Italian composer, who helped to establish the Neapolitan style of opera that dominated 18th-century music. Born in Palermo, Sicily, he was probably trained in Rome under the Italian oratorio composer Giacomo Carissimi. His earliest known opera, L'errore innocente, was produced in Rome in 1679. In 1684 a more important work, Pompeo, was performed in Naples, and Scarlatti was appointed musical director at the Neapolitan court. In 1702-3 he lived in Florence under the patronage of Ferdinand de Medici. Scarlatti was assistant choirmaster at the Church of Santa Maria Maggiore in Rome from 1703 to 1713. He reestablished himself in Naples in 1713, becoming musical director of the Austrian viceroy, and director of the Conservatorio di Sant' Onofrio. From 1719 to 1723 he worked in Rome. He then returned to Naples and lived there until his death.

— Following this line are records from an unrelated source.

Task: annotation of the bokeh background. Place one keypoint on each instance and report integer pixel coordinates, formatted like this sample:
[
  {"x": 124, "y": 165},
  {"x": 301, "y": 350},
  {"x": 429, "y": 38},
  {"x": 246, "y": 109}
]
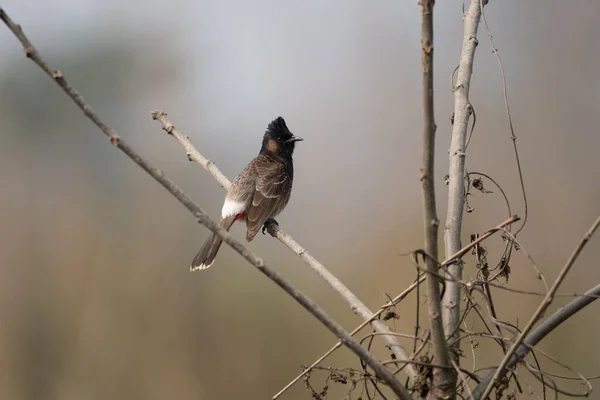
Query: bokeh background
[{"x": 96, "y": 299}]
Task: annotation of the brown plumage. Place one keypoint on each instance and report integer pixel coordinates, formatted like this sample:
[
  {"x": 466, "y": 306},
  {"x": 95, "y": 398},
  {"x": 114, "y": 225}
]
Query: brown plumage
[{"x": 260, "y": 192}]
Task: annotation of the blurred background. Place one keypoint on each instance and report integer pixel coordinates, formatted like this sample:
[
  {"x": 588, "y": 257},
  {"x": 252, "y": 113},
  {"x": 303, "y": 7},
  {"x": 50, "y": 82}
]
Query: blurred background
[{"x": 96, "y": 298}]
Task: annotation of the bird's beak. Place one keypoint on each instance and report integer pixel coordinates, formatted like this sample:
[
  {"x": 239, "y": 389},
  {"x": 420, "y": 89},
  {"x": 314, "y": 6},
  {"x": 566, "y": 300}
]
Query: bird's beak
[{"x": 294, "y": 139}]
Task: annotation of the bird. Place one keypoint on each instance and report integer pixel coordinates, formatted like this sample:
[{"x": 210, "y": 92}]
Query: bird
[{"x": 259, "y": 193}]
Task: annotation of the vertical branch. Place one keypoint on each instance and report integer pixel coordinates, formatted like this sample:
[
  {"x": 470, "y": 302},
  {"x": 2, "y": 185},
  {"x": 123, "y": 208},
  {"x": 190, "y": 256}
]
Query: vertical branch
[
  {"x": 441, "y": 376},
  {"x": 456, "y": 189}
]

Scarlatti was one of the first opera composers to strongly differentiate the singing styles of aria and recitative. His opera overtures established the Neapolitan overture type, which has three movements, in fast, slow, and fast tempos. His cantatas, numbering more than 600, introduced many advanced harmonic procedures to the musical vocabulary of the time.

Domenico
- (1685-1757).
Italian harpsichordist and composer, born in Naples. He studied first with his father, Alessandro Scarlatti, and later with the Italian composer Francesco Gasparini. Scarlatti first attracted attention by his revision (1704) of the opera Irene by the Italian composer Carlo Francesco Pollarolo. In subsequent years Scarlatti lived in Rome, Naples, and Lisbon and frequently toured Europe as a traveling virtuoso. In 1729 he was summoned to the Spanish court at Madrid, which remained his residence for the rest of his life.

Scarlatti was a founder of the modern school of keyboard technique; he was the first composer to call for such devices in performance as arpeggios, the rapid repetition of a single note, and the crossing of hands. His keyboard compositions, entitled sonatas, are all short pieces. About 550 of these have been preserved; many have a recognizable Spanish flavor. Scarlatti also composed several operas, religious music, and instrumental works.